In Asia, The Bank of Japan on Thursday kept ultra-low interest rates as the threat of Trump's policies cast a shadow over the export-reliant economy.

"Uncertainty surrounding Japan's economy and prices remains high," the BOJ said in a statement announcing the decision.

A Reuters survey of Japanese businesses published last week showed nearly three-quarters expect Trump to have a negative effect on their operating environment, something BOJ officials may have to reckon with as the world's lone developed central bank still trying to tighten policy.

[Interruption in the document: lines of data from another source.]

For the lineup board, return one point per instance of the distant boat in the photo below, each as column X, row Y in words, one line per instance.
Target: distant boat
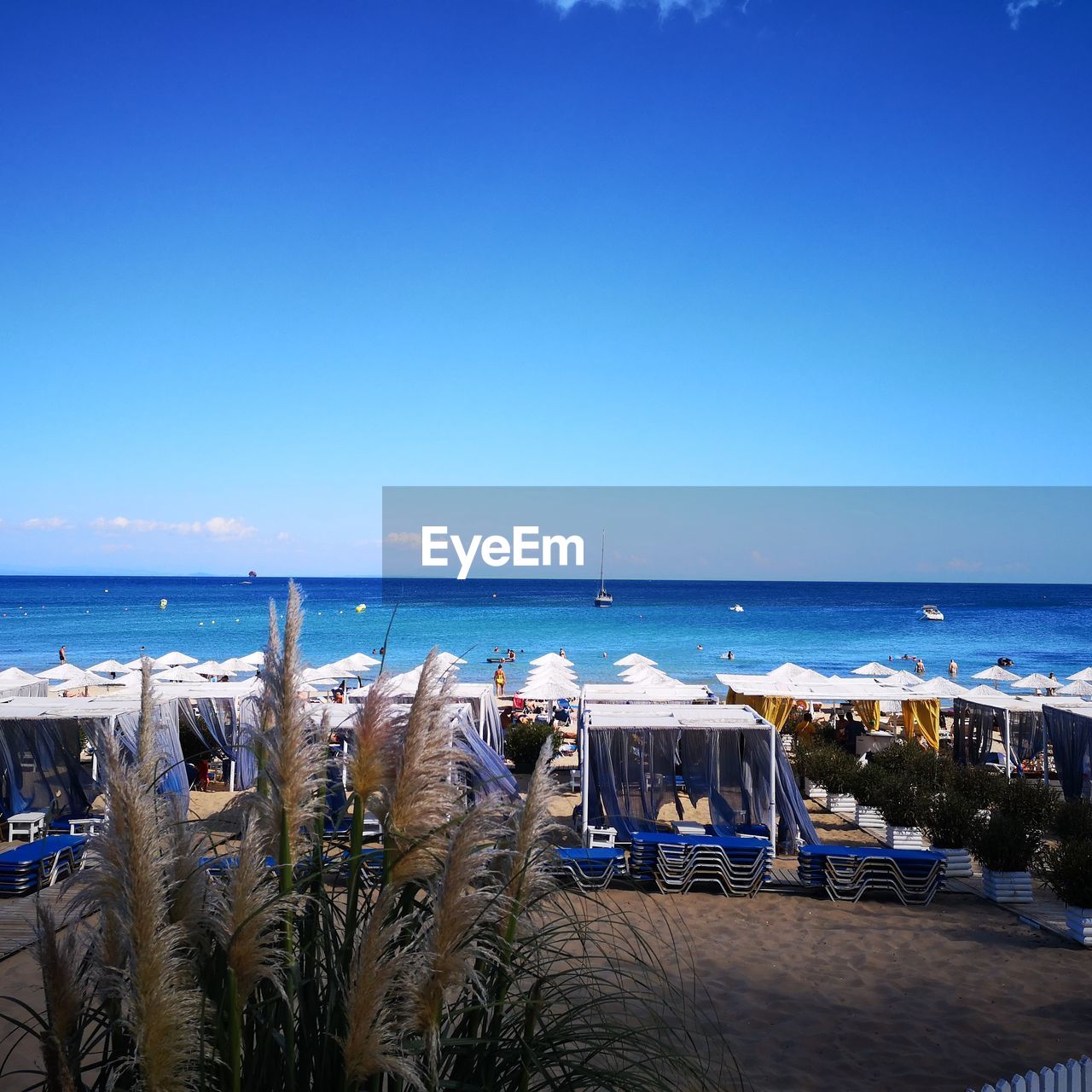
column 603, row 599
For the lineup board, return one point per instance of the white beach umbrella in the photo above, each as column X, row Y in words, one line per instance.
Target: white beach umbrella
column 549, row 689
column 793, row 673
column 940, row 687
column 15, row 676
column 1036, row 682
column 996, row 674
column 78, row 678
column 109, row 665
column 172, row 659
column 900, row 678
column 981, row 691
column 1079, row 688
column 180, row 674
column 328, row 673
column 61, row 671
column 874, row 669
column 552, row 658
column 634, row 659
column 357, row 663
column 212, row 669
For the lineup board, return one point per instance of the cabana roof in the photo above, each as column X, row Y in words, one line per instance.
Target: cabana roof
column 675, row 717
column 67, row 709
column 632, row 694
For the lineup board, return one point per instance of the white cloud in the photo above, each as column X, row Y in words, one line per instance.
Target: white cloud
column 218, row 526
column 403, row 538
column 1017, row 8
column 50, row 523
column 697, row 8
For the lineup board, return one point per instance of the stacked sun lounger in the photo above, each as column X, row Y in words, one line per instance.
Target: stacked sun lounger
column 41, row 863
column 591, row 869
column 846, row 873
column 677, row 863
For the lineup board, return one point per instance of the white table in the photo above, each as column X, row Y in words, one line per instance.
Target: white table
column 26, row 822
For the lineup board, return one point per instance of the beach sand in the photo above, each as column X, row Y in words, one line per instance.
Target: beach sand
column 819, row 995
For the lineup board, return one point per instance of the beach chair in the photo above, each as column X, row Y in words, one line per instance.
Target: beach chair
column 590, row 869
column 849, row 873
column 39, row 864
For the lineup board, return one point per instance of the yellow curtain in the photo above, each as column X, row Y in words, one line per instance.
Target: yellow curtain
column 869, row 713
column 923, row 717
column 775, row 710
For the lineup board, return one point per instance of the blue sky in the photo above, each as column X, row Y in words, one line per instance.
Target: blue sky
column 261, row 259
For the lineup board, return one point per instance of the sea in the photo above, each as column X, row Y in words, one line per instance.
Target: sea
column 686, row 626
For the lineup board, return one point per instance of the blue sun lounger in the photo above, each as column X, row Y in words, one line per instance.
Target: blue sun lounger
column 41, row 864
column 590, row 869
column 846, row 873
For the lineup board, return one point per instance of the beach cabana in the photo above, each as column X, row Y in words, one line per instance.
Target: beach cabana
column 479, row 697
column 1017, row 720
column 640, row 758
column 15, row 682
column 1069, row 729
column 39, row 748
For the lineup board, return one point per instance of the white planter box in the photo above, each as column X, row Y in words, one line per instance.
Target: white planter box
column 842, row 804
column 1007, row 887
column 869, row 818
column 959, row 864
column 904, row 838
column 1079, row 924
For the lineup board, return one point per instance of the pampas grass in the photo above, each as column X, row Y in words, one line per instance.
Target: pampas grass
column 447, row 958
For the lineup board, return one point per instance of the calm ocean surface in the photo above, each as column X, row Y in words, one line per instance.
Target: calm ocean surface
column 833, row 627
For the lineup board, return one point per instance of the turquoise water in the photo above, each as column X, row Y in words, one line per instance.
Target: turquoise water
column 833, row 627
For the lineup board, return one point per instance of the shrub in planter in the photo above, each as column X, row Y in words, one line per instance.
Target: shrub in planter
column 899, row 799
column 1073, row 820
column 1031, row 803
column 976, row 784
column 949, row 819
column 1003, row 843
column 1067, row 869
column 525, row 741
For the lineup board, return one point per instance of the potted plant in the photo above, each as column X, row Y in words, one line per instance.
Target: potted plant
column 841, row 776
column 948, row 819
column 525, row 741
column 868, row 791
column 1006, row 845
column 1067, row 869
column 899, row 799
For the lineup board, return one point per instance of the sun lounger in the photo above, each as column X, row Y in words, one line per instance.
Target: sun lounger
column 591, row 869
column 42, row 863
column 849, row 873
column 677, row 863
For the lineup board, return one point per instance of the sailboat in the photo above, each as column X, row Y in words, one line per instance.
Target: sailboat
column 604, row 599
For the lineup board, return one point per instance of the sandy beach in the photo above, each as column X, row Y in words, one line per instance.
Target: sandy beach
column 820, row 995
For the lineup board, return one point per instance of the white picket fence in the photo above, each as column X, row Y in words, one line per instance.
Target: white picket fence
column 1065, row 1077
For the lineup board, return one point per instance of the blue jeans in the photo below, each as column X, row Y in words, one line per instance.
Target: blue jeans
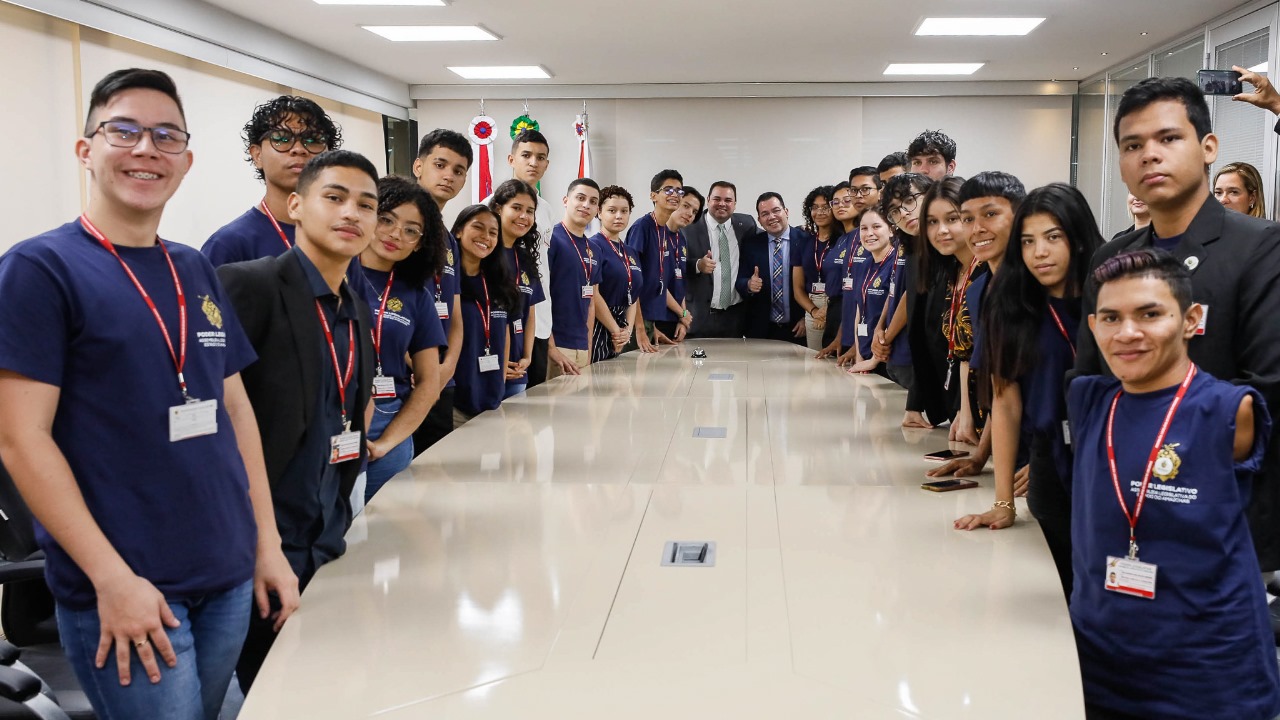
column 396, row 459
column 206, row 643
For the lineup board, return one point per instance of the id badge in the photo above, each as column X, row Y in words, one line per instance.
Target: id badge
column 192, row 419
column 1130, row 577
column 344, row 446
column 384, row 387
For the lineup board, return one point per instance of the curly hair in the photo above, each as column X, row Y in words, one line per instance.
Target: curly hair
column 272, row 115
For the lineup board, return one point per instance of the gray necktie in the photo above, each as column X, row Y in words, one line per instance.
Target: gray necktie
column 726, row 296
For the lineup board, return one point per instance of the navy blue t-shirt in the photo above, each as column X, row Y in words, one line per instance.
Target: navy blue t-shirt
column 410, row 324
column 530, row 294
column 654, row 247
column 480, row 391
column 574, row 263
column 620, row 272
column 248, row 237
column 869, row 294
column 444, row 287
column 1203, row 646
column 900, row 350
column 178, row 513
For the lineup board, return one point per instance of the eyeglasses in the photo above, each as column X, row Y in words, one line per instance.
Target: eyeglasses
column 908, row 205
column 128, row 135
column 283, row 141
column 411, row 235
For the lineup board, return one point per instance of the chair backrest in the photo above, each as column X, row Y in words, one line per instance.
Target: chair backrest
column 17, row 533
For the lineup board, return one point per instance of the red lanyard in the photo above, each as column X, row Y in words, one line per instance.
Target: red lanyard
column 1151, row 459
column 956, row 302
column 1061, row 328
column 333, row 352
column 626, row 261
column 275, row 224
column 586, row 272
column 484, row 313
column 179, row 359
column 378, row 328
column 874, row 273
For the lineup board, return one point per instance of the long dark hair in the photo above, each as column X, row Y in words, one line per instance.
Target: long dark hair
column 832, row 224
column 496, row 272
column 932, row 267
column 1016, row 301
column 526, row 245
column 428, row 258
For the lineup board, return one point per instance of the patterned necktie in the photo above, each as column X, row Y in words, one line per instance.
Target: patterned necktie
column 726, row 295
column 780, row 308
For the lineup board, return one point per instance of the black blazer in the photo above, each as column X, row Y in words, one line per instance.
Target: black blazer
column 277, row 308
column 755, row 254
column 1237, row 274
column 698, row 286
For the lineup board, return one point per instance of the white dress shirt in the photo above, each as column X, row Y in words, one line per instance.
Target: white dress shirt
column 713, row 240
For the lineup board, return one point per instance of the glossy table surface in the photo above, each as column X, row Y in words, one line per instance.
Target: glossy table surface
column 515, row 569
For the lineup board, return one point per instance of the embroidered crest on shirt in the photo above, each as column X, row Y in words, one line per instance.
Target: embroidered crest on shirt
column 1168, row 463
column 211, row 311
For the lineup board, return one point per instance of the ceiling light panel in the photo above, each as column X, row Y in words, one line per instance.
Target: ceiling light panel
column 978, row 26
column 501, row 72
column 432, row 33
column 414, row 3
column 932, row 68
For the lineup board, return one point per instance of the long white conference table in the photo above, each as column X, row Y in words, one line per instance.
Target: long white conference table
column 516, row 569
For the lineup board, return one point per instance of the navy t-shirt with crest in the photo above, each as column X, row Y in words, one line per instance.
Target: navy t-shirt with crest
column 1203, row 646
column 410, row 323
column 178, row 513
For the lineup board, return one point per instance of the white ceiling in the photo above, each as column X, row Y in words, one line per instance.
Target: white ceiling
column 712, row 41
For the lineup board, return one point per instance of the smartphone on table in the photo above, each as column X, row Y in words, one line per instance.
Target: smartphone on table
column 944, row 455
column 947, row 486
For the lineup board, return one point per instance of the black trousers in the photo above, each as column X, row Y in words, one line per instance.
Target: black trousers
column 1051, row 506
column 437, row 424
column 538, row 364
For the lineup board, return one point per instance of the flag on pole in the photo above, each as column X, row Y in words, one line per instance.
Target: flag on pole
column 584, row 150
column 481, row 171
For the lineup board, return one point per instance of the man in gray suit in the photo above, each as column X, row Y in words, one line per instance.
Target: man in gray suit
column 714, row 249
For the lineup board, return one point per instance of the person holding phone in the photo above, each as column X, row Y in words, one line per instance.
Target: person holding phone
column 1165, row 456
column 489, row 297
column 1028, row 326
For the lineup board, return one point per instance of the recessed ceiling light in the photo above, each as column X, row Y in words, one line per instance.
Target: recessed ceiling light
column 501, row 72
column 932, row 68
column 420, row 3
column 978, row 26
column 432, row 33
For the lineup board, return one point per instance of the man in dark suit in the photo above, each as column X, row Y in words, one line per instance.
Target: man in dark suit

Ahead of the Fed decision, rates had already been lowered last week by the European Central Bank and Bank of Canada, with both expected to deliver some additional easing in 2025 amid weakening outlooks.

While ECB President Christine Lagarde was vague about further rate cuts, she went out of her way to emphasize downside risks to growth, including from prospective trade tensions with the United States under Trump.

Rate decisions are still due in the coming hours from central banks in Sweden, Norway and the United Kingdom.

UPHEAVAL

Although Trump may have been just at the periphery of officials' thinking at the Fed, he was a central focus in Ottawa when Canadian Finance Minister Chrystia Freeland quit after clashing with Prime Minister Justin Trudeau on how to handle possible U.S. tariffs under the next U.S. administration.

Freeland said the threat of new U.S. tariffs represented a grave danger after Trump last month warned he would issue levies on goods imported from Canada and Mexico of 25% unless the two neighbors limit the flow of migrants and fentanyl into the U.S.

"That means keeping our fiscal powder dry today, so we have the reserves we may need for a tariff war. That means eschewing costly political gimmicks, which we can ill afford," she wrote in a letter to Trudeau posted on X.

Meanwhile, crypto market enthusiasm for Trump's notion of establishing a strategic reserve of bitcoin was dealt a setback when Powell said the Fed had no legal authority to hold it, adding declaratively that it had no plan to seek a change in the law so that it could.

"That's the kind of thing for Congress to consider, but we are not looking for a law change at the Fed," Powell said.

The remark contributed to a broad slide in crypto-related assets, including a 5% drop in bitcoin itself, its largest decline in more than three months.